We're building high-quality evaluation and training datasets to improve how Large Language Models (LLMs) interact with realistic software engineering tasks. You will have the opportunity to work on a diverse range of projects from helping models traverse complex code bases to building agents that improve model performance.
Work across multiple different projects to improve LLM performance on code. Sample projects:
Leading and delivering end-to-end agent use cases such as home automation agents, coding copilots, or creative design assistants.
Collaborate with the team to identify edge cases and ambiguities in model behavior.
Review and compare 3-4 model-generated code responses per task using a structured ranking system.
Evaluate code diffs for correctness, code quality, style, and efficiency.
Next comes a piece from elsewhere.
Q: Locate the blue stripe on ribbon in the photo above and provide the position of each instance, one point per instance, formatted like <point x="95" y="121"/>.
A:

Provide clear, detailed rationales explaining the reasoning behind each ranking decision.
Several years of software engineering experience, including 2+ continuous years at a top-tier product company (e.g., Google, Stripe, Amazon, Apple, Meta, Netflix, Microsoft, Datadog, Dropbox, Shopify, PayPal, IBM Research).
Strong expertise in building full-stack applications and deploying scalable, production-grade software using modern languages and tools.
Deep understanding of software architecture, design, development, debugging, and code quality/review assessment.
Proven ability to review code diffs and evaluate correctness, maintainability, and efficiency.
Excellent oral and written communication skills for clear, structured evaluation rationales.
Commitment: flexible engagement, minimum 10 hrs/week, up to 40 hrs/week (partial PST overlap required).
Type: Contractor (no medical/paid leave).
Duration: 1 month with potential extensions based on performance and fit.